They have some good series too. I activate that app for a month now and then. _Counterpoint _and _Power _are two very good series. Pretty sure both are on Starz.

Rich


----------



## Rich (Feb 22, 2007)

1948GG said:


> Amazon Prime Video has not put any resources into maintaining or updating their system in a very long time. Of all the major services, prime still hasn't added profiles, which means that multiple family members can't have their own selections as opposed to everyone's. There are also programming errors in the system in particular as regards the 'watch next' under 'home' and 'watch next - TV shows', and when watching multi-season shows the auto-skip to the next show sometimes gets 'stuck' and other missteps.
> 
> Did they fail to pay their programming staff, or reduce that staff? These systems need vigilant folks to keep them running properly.


You're right, that app seems to have regressed. I had a terrible time watching _Goliath _last week. I go from set to set during the course of a day and I never got back to the proper spot each time. Annoying.

Rich


----------



## Rich (Feb 22, 2007)

Richard said:


> I don't see them as competing services, they each have their own exclusive content. I also don't understand why people think that Disney + is a competing service against Netflix. They don't carry the same content, so they complement each other, in my opinion.


People are just starting to understand what's going on in the world of streaming. Your opinion is valid.

Rich


----------



## Rich (Feb 22, 2007)

Andrew Sullivan said:


> I don't see Disney plus competing with Netflix or AP in any way. Disney Plus is limited to certain programming. It does offer a fair amount of 4K but consider. It's only $69 yr.


When all this began everybody treated the various services as if they were the same. They are not the same. Causes confusion.

Rich


----------



## inkahauts (Nov 13, 2006)

Richard said:


> I don't see them as competing services, they each have their own exclusive content. I also don't understand why people think that Disney + is a competing service against Netflix. They don't carry the same content, so they complement each other, in my opinion.
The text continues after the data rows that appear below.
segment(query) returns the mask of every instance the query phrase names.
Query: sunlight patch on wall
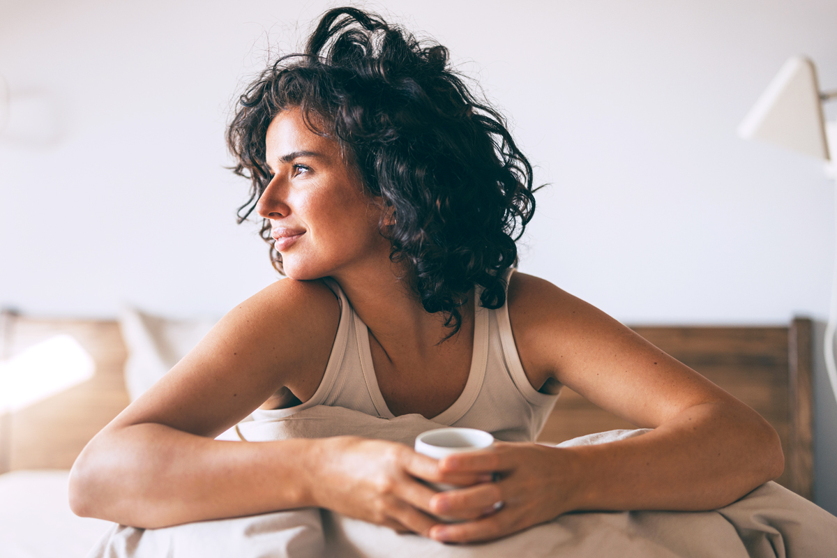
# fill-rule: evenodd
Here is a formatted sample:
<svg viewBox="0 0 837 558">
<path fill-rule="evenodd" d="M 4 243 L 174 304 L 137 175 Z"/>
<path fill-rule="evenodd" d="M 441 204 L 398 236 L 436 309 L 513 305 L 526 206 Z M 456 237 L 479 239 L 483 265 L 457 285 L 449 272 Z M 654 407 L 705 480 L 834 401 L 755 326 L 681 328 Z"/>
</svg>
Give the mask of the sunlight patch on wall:
<svg viewBox="0 0 837 558">
<path fill-rule="evenodd" d="M 95 361 L 71 335 L 62 334 L 0 362 L 0 413 L 14 412 L 86 381 Z"/>
</svg>

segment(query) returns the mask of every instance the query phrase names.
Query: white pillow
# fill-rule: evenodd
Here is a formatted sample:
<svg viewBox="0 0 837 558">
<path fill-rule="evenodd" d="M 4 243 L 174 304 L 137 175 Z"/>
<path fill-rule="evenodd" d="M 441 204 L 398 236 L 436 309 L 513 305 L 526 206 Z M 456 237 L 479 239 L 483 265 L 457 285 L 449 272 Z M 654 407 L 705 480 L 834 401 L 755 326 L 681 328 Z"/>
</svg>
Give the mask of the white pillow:
<svg viewBox="0 0 837 558">
<path fill-rule="evenodd" d="M 125 385 L 131 400 L 142 395 L 208 333 L 218 320 L 169 320 L 123 306 L 119 326 L 128 348 Z"/>
</svg>

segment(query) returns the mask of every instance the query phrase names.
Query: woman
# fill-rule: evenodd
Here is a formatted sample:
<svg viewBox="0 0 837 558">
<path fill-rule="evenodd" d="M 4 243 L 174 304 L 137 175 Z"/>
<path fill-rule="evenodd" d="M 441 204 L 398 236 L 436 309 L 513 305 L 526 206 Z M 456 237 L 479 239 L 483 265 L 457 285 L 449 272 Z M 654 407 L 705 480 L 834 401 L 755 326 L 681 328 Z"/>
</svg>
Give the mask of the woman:
<svg viewBox="0 0 837 558">
<path fill-rule="evenodd" d="M 88 444 L 71 475 L 77 514 L 160 527 L 321 506 L 475 541 L 574 509 L 713 509 L 781 473 L 778 438 L 752 410 L 512 273 L 531 168 L 444 47 L 331 10 L 305 54 L 243 95 L 228 141 L 253 182 L 243 218 L 264 219 L 289 279 L 230 311 Z M 533 443 L 562 385 L 653 432 Z M 437 462 L 354 437 L 213 439 L 260 405 L 315 403 L 525 441 Z"/>
</svg>

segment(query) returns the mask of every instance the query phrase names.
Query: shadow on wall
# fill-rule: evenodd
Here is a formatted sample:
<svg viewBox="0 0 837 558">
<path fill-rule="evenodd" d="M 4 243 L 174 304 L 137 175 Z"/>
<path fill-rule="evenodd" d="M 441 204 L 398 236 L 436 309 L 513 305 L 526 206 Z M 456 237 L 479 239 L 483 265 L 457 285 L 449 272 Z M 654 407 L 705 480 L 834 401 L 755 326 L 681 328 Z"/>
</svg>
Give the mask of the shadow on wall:
<svg viewBox="0 0 837 558">
<path fill-rule="evenodd" d="M 40 87 L 9 88 L 3 96 L 0 145 L 38 150 L 61 142 L 66 126 L 54 92 Z"/>
<path fill-rule="evenodd" d="M 837 515 L 837 401 L 825 372 L 825 322 L 814 322 L 814 501 Z"/>
</svg>

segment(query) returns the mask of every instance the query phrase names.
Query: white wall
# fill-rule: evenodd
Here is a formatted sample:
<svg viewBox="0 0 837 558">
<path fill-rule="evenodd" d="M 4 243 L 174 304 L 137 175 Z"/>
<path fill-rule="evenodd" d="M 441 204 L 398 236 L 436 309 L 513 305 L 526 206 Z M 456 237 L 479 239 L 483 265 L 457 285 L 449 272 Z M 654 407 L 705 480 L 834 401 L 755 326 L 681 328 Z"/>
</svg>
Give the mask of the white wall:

They both provide you something to watch. They are competing there is no question about that. Some of the ways they compete is by having different things to view, especially a lot of exclusives. It's a matter of which exclusives will be more popular and sought after. There are already articles about how Disney is causing higher churn at Netflix. With that said, because of their prices, if it's between the two, most people will simply get both. If it's one of those in addition to other services, then I suspect both will see people come and go a few times a year as they switch back and forth between the two services. And both will have some that will always simply prefer one over the other. But there is no question they see each there as competitors, even if they don't say it aloud.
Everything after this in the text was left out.